El Rabino Schneur Zalman de Liadi, más conocido como el Alter Rebe, enseñó que Shovavim el mejor tiempo para rectificar con un corto ayuno es en estas semanas. Por ello, algunas personas muy piadosas acostumbran durante estas semanas a ayunar los lunes y jueves (desde el amanecer, y hasta el atardecer), incrementando sus tefilot (oraciones de alianza) y haciendo tzedakáh (actos y ofrendas de caridad o justicia social).

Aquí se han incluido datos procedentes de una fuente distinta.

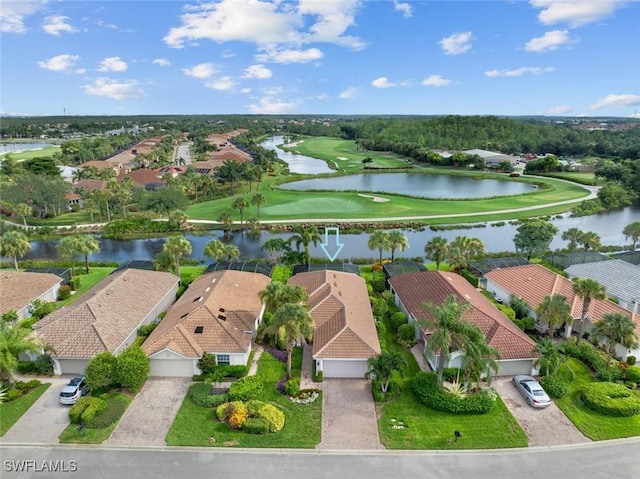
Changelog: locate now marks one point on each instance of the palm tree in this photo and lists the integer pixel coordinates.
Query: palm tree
(14, 243)
(292, 324)
(258, 200)
(615, 328)
(15, 340)
(379, 240)
(554, 311)
(397, 241)
(436, 250)
(572, 235)
(587, 289)
(176, 247)
(305, 237)
(240, 204)
(382, 367)
(550, 360)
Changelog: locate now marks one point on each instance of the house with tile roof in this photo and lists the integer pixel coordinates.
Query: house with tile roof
(106, 318)
(219, 314)
(515, 347)
(533, 282)
(18, 291)
(345, 335)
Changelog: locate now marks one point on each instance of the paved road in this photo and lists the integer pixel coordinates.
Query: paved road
(611, 459)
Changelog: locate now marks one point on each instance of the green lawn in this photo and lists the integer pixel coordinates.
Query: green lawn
(592, 424)
(194, 425)
(12, 411)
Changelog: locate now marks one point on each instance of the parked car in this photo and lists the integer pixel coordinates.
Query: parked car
(74, 390)
(531, 391)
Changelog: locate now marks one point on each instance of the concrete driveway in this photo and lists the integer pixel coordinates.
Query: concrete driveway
(45, 419)
(149, 417)
(348, 416)
(544, 427)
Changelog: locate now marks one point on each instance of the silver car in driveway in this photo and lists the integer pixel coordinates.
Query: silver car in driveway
(531, 391)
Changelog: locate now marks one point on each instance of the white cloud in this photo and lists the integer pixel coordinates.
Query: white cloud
(118, 90)
(436, 80)
(56, 24)
(616, 101)
(59, 63)
(203, 70)
(112, 64)
(559, 110)
(163, 62)
(290, 56)
(13, 13)
(267, 22)
(549, 41)
(272, 106)
(518, 72)
(575, 12)
(404, 8)
(259, 72)
(223, 83)
(456, 44)
(348, 93)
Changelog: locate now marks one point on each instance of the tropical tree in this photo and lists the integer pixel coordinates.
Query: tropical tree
(397, 241)
(292, 324)
(176, 247)
(437, 249)
(554, 311)
(305, 237)
(383, 366)
(632, 230)
(258, 200)
(379, 240)
(572, 235)
(587, 289)
(615, 328)
(14, 244)
(550, 359)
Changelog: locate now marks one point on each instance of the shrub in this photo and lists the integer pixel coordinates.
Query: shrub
(427, 392)
(611, 399)
(249, 387)
(555, 385)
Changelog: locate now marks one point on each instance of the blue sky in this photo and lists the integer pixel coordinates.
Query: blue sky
(537, 57)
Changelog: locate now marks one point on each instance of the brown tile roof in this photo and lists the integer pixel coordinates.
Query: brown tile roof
(231, 294)
(533, 282)
(343, 322)
(18, 289)
(434, 286)
(105, 315)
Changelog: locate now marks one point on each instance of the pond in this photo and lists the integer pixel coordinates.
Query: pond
(414, 184)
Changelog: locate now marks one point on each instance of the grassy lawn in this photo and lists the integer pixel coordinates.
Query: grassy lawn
(12, 411)
(90, 435)
(194, 425)
(592, 424)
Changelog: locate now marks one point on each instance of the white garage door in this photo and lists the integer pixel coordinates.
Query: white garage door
(341, 368)
(171, 367)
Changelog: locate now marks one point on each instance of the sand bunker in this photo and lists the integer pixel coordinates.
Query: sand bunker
(376, 199)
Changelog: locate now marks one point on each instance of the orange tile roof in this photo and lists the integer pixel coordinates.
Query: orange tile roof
(414, 289)
(533, 282)
(344, 326)
(105, 315)
(230, 294)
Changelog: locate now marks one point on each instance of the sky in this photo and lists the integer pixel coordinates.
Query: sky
(314, 57)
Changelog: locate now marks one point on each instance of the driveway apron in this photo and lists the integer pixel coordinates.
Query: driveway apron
(45, 419)
(348, 416)
(149, 417)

Es interesante saber, que en los Shabatot (Sábados), cuando se leen estas parashot (porciones semanales) de la Torah, algunos creyentes se proponen abstenerse de hablar, excepto las palabras de oración y la Torah . A este tipo de ayuno se llama ta’anit dibbur ( תענית דבור ).

Lo importante para nosotros es entender que Shovavim es un tiempo especial para incentivar o comenzar los cambios trascendentes en nuestras vidas, para decidirse a hacerse responsable de la propia existencia de una manera más intensa y comprometida con la Torah y los preceptos divinos que ella revela.

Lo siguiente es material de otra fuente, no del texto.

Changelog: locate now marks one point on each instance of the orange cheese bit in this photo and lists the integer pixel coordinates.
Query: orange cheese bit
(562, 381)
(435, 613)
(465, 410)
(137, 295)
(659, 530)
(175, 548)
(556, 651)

Todos debemos concentrarnos en tener diariamente un comportamiento perfecto y no dejar que la negatividad nos quite la luz que nos ganamos. Todos los días, antes de irnos a dormir, debemos confesarnos todas nuestras ‘impurezas’ y establecer un plan para corregirlas.
Nuestras correcciones personales nos limpian a nivel de unidad; pero también afecta al Tikun Olam (Reparación del mundo entero).

Estas seis semanas, en realidad son 42 días de oportunidades para que podamos expandir nuestra vasija en un proceso de limpieza. En este lapso, el Espíritu de Yahvéh nos da la habilidad de retomar cualquier chispa de Luz que hayamos entregado al Lado Negativo o desperdiciado a través de nuestras acciones egoístas y reactivas, especialmente en nuestra mala administración del sexo.

En estas semanas entramos en un despertar para salir de nosotros mismos y ver que las personas que están en nuestro camino son aquello en lo que debemos enfocarnos para un cambio total durante este periodo. Son días especiales para interceder para conseguir el denuedo de la Unción divina, y así cumplir con la Gran Comisión que el Maestro nos ha encomendado. Por ello, durante esos 42 días clamamos en la brecha por todos aquellos conocidos que anhelamos entren en el Camino del Monte Santo de Dios.

SHOVAVIM comienza con Shin de Shemot.

Shemot es el nombre de ambos: la parasháh (porción) y el sefer (libro), hay algo especial  acerca del principio: “todo sigue al inicio”.

Expliqué más arriba que Shovavim comienza con la lectura de la porción de Shemot (básicamente, comienza en la tarde del Shabat cuando leemos la última porción de Bereshit, VaYeji). 

Shemot (שמות) comienza con la letra ש (Shin). El aspecto de dicha letra se forma juntando tres letras Vav (cada una de ellas simboliza a las tres columnas del Árbol de la Vida), donde cada letra Vav equivale al valor numérico 6 . Debido a ello, la letra Shin representa el elemento fuego, que es una herramienta espiritual de transformación lumínica.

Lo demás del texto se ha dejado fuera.